Esther finds her feet – and has a ball
Consumer champion, child abuse campaigner, chat show host – and celebrity ballroom dancer. What next for Esther Rantzen? asks Sheena Hastings.
ESTHER Rantzen will be 65 next week, and she throws the phrase "at my advanced years" or "a woman of my great age" into the conversation quite regularly, a note of heavy irony in her voice and a twinkle in her eye.
She says she's absolutely not ready for retirement, and if anything, is widening her career net all the time – somehow skipping under the radar, as seems to happen in television where women of a certain age are concerned.
She's also writing her second novel and contributes articles to newspapers.
One of her birthday celebrations will be a ballroom dancing lesson for herself and a bunch of women friends with Anton Du Beke, the smooth charmer with iron thighs who partnered her and knocked her into shape for the last series of the Saturday night TV hit Strictly Come Dancing.

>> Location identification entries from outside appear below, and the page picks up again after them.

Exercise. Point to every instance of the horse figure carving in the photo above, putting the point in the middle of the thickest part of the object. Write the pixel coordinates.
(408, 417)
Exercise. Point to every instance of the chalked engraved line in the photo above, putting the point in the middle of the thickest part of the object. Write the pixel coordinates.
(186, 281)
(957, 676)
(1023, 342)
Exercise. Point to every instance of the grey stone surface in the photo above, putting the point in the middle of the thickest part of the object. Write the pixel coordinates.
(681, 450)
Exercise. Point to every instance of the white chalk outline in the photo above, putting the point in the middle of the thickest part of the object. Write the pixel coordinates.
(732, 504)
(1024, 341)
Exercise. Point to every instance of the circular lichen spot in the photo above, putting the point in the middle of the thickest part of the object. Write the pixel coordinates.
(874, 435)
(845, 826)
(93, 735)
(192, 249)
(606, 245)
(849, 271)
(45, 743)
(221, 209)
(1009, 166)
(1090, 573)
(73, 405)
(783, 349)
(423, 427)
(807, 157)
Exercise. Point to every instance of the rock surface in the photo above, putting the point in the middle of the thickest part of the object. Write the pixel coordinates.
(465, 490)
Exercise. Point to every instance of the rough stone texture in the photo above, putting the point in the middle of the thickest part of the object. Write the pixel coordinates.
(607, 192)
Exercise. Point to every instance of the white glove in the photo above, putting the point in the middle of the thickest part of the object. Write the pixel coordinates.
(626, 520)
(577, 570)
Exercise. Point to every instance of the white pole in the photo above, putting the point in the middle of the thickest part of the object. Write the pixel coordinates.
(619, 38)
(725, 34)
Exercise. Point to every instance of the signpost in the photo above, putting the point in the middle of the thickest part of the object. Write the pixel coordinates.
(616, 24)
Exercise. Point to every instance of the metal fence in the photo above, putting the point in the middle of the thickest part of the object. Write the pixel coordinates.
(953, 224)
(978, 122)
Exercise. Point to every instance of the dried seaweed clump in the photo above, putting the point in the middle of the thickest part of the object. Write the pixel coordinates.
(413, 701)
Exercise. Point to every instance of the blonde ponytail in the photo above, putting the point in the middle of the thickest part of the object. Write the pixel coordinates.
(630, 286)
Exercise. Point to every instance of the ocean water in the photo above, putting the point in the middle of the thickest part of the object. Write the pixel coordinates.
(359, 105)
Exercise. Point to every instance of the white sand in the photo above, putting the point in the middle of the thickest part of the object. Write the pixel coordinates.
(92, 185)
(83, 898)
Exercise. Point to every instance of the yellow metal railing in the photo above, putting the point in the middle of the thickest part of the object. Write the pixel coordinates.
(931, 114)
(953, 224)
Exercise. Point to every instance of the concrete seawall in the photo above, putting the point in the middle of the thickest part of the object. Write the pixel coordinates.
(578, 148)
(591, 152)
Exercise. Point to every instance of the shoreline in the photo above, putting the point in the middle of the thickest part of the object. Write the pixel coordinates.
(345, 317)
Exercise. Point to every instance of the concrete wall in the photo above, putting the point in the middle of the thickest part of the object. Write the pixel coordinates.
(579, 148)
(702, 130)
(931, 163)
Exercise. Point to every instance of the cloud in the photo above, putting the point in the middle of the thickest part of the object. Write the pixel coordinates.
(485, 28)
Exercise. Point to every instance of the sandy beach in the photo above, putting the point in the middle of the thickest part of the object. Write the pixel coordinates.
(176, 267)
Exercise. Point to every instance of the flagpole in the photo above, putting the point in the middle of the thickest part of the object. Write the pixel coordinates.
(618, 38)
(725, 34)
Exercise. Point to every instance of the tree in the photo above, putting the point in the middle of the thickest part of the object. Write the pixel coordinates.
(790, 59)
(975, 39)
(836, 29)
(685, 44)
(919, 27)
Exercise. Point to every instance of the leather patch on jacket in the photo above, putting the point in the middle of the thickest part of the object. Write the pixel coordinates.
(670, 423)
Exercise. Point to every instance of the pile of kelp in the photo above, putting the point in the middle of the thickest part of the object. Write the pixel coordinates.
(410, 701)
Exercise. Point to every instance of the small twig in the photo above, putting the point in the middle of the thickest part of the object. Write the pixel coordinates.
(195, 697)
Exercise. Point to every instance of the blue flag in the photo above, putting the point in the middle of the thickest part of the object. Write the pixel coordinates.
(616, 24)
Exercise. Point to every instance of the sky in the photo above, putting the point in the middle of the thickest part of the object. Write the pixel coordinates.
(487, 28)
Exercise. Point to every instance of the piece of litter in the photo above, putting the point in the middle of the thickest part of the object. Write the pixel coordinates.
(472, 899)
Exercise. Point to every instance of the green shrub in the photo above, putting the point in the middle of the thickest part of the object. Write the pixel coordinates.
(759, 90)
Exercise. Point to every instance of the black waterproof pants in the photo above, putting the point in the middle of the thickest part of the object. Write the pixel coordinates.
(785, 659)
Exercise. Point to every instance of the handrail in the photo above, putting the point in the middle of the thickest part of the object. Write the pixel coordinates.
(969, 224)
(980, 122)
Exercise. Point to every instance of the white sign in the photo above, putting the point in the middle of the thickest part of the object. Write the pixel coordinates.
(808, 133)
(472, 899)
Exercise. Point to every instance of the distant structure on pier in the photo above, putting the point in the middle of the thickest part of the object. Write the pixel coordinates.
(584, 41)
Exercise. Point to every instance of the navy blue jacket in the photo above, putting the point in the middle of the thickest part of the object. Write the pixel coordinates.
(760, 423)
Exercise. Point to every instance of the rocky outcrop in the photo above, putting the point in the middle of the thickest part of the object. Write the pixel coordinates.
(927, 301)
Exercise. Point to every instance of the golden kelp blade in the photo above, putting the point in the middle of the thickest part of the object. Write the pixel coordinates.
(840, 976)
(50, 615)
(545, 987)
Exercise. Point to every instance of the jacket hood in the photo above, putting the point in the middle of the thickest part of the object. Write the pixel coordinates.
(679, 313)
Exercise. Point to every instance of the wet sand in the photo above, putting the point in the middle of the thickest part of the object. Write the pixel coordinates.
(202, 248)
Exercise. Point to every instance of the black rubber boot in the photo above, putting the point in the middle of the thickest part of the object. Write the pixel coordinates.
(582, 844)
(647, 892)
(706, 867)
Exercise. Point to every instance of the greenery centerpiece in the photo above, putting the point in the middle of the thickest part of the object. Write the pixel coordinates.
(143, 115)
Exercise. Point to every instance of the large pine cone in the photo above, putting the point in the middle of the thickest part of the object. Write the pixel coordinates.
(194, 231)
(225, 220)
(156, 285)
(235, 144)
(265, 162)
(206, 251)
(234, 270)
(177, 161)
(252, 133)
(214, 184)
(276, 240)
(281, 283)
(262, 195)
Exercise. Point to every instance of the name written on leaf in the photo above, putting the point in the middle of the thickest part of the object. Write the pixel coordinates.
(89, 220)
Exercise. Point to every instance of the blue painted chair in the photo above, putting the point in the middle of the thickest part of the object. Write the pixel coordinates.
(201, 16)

"Oh, I had a widow's hump until he sorted me out," says Rantzen, whose appearance on SCD, fluttering, floating and flirting outrageously, was a complete revelation and an utter contrast with the earnest, slightly scary Esther we'd come to know.
She demonstrates on me how champion dancer Anton rearranged her anatomy so that her diaphragm stayed up, shoulders down, tummy in and bottom under.
Hmmm...feels very uncomfortable, but Esther does have a remarkably straight-backed and queenly mode of walking and standing, as she moves back and forth around the kitchen of her Hampstead home.
She and her swain swirled about the dancefloor, she in frothy frocks and frivolous shoes, hair bedecked with feathers. Anton advised her to go redhead and she did.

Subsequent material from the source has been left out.